London Legacy Development Corporation

The LLDC is responsible for delivering the legacy promise made in the original London 2012 Olympic bid to ensure the Games’ physical legacy. This involves the long-term planning, development, management and maintenance of the former Olympic Park – now Queen Elizabeth Olympic Park – in east London, and its impact on the surrounding area in the wake of the 2012 Games.

The LLDC has overseen a surge in activity on and around the park, with thousands of zero carbon homes planned, as well as offices for the BBC and sites for the V&A East museum, Sadler’s Wells dance theatre and a campus for UAL’s London College of Fashion, which make up part of a £1bn cultural building programme along the nearby Stratford Waterfront. The LLDC’s 10-year plan for the area includes creating 13,000 new jobs, building two schools, and ensuring that local people benefit from and contribute to the success of the park, through economic opportunity, community engagement, sports participation and cultural participation.

Manchester City Council

Having seen its city-centre population balloon over the past decade, Manchester has pushed ahead with large-scale regeneration. The city’s ambition can be seen in the £1.4bn Mayfield regeneration programme, a joint venture between the city council, Transport for Greater Manchester, U+I and developer LCR, which aims to turn a brownfield site in the heart of the city into a new neighbourhood that will include office space for 13,000 jobs, 1,500 homes, retail and leisure space, a hotel and 13 acres of park.
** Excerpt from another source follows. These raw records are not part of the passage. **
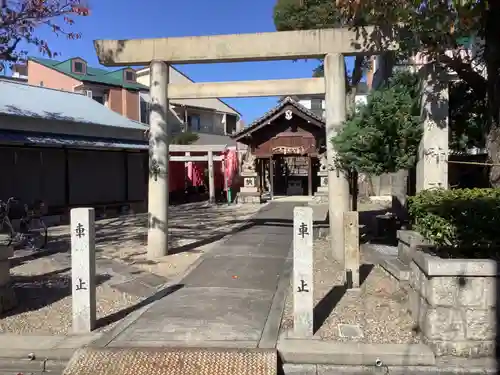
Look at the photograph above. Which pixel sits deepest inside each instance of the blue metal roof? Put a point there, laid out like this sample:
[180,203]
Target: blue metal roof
[21,99]
[40,139]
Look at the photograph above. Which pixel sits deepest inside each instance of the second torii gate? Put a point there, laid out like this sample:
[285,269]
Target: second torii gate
[330,44]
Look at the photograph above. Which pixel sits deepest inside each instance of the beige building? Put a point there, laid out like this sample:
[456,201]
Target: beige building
[212,116]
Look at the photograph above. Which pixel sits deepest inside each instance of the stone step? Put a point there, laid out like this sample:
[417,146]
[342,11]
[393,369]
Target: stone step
[396,268]
[173,361]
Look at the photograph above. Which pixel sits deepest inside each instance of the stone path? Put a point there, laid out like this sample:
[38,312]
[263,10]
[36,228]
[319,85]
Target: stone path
[193,229]
[126,280]
[376,314]
[227,299]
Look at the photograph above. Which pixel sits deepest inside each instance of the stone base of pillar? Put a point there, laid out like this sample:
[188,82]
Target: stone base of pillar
[7,296]
[320,197]
[248,197]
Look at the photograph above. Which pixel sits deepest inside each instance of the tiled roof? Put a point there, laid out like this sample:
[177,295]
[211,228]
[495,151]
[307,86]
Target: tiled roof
[273,111]
[95,75]
[20,99]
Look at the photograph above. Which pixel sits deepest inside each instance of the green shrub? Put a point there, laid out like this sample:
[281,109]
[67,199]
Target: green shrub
[460,218]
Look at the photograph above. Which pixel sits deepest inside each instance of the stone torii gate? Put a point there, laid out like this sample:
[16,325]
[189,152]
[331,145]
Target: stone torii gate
[330,44]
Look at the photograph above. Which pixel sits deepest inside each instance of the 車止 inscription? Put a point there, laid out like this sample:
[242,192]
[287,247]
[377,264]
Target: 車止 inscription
[81,285]
[80,230]
[302,287]
[303,230]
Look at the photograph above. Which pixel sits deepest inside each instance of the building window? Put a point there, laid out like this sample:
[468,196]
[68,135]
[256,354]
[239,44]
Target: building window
[78,67]
[129,75]
[316,107]
[99,99]
[194,123]
[144,107]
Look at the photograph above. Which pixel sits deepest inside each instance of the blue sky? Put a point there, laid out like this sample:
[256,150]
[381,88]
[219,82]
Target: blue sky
[119,19]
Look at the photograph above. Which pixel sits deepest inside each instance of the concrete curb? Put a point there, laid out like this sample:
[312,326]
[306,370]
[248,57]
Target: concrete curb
[164,290]
[58,348]
[319,352]
[307,369]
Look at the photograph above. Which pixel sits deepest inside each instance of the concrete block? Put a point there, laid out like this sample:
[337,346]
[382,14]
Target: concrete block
[4,272]
[83,269]
[299,369]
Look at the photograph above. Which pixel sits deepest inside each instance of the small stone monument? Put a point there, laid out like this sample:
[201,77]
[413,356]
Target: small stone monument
[321,195]
[249,192]
[7,296]
[351,239]
[303,303]
[83,269]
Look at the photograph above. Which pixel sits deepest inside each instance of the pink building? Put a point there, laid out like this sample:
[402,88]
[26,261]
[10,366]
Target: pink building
[117,90]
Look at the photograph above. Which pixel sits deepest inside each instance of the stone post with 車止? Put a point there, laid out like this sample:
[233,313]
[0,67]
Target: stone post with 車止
[83,269]
[303,302]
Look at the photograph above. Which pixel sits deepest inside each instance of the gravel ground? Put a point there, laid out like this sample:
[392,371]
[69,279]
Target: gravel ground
[43,291]
[378,309]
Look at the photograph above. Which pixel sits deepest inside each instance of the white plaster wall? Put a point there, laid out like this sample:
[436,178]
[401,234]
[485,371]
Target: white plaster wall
[178,77]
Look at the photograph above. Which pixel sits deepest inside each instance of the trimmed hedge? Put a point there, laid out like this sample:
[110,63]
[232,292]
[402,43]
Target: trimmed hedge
[459,218]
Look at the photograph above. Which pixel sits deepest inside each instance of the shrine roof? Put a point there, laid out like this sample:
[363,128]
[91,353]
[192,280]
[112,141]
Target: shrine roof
[275,112]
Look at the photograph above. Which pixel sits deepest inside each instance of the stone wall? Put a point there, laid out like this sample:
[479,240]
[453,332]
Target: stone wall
[453,302]
[7,296]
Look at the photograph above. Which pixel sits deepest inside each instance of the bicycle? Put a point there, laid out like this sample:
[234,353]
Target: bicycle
[32,229]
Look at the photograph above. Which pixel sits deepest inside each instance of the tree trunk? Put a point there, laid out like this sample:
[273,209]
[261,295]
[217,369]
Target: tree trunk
[492,60]
[399,190]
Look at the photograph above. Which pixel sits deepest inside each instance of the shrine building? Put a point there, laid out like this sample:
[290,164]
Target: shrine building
[286,154]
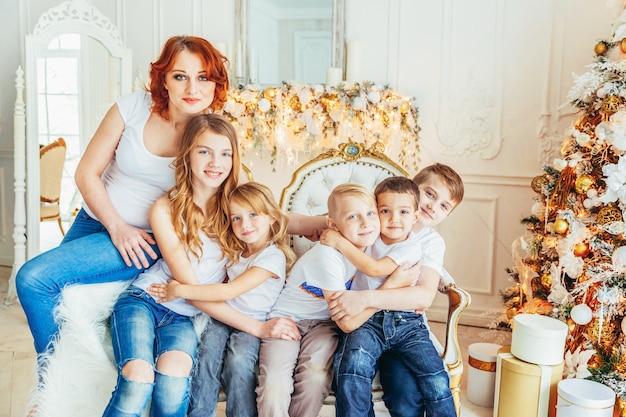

Other large-scale developments include Manchester university ’s £2bn, 3.5 million ft2 mixed-use innovation district, ID Manchester, and ex-footballers Gary Neville and Ryan Giggs’ 40-storey mixed-use St Michael’s tower. The council in recent months has considered over £1bn worth of schemes, including a second, £350m arena in east Manchester and 634 homes as part of the Northern Gateway project on the northern edge of the city centre. The council has set itself the overall target of delivering 32,000 homes by 2025, as well as attracting investment to incubate future economic growth.

North West Cambridge Development

Unable to find a developer model suited to its aim of building homes for its staff, the University of Cambridge established North West Cambridge Development to deliver 3,000 new homes on a 150ha site to the north-west of the city. Half the homes will be for private sale, while the remainder are to be offered as affordable housing for university staff. A further 2,000 bedspaces are planned for postgraduate students as well as 100,000m² of research facilities.

Full completion is not expected until the end of the next decade but phase one, which includes around 700 homes and is named Eddington, has already been completed. The finished affordable housing was designed by Maccreanor Lavington and Witherford Watson Mann, while other architects working on the scheme have included Wilkinson Eyre, Stanton Williams and R H Partnership, who are responsible for Eddington’s affordable housing blocks. Eddington also features the University of Cambridge Primary School, a nursery, a supermarket and other shops, sports facilities, open spaces and a community events and performing arts centre. Two subsequent phases will be rolled out in the coming years.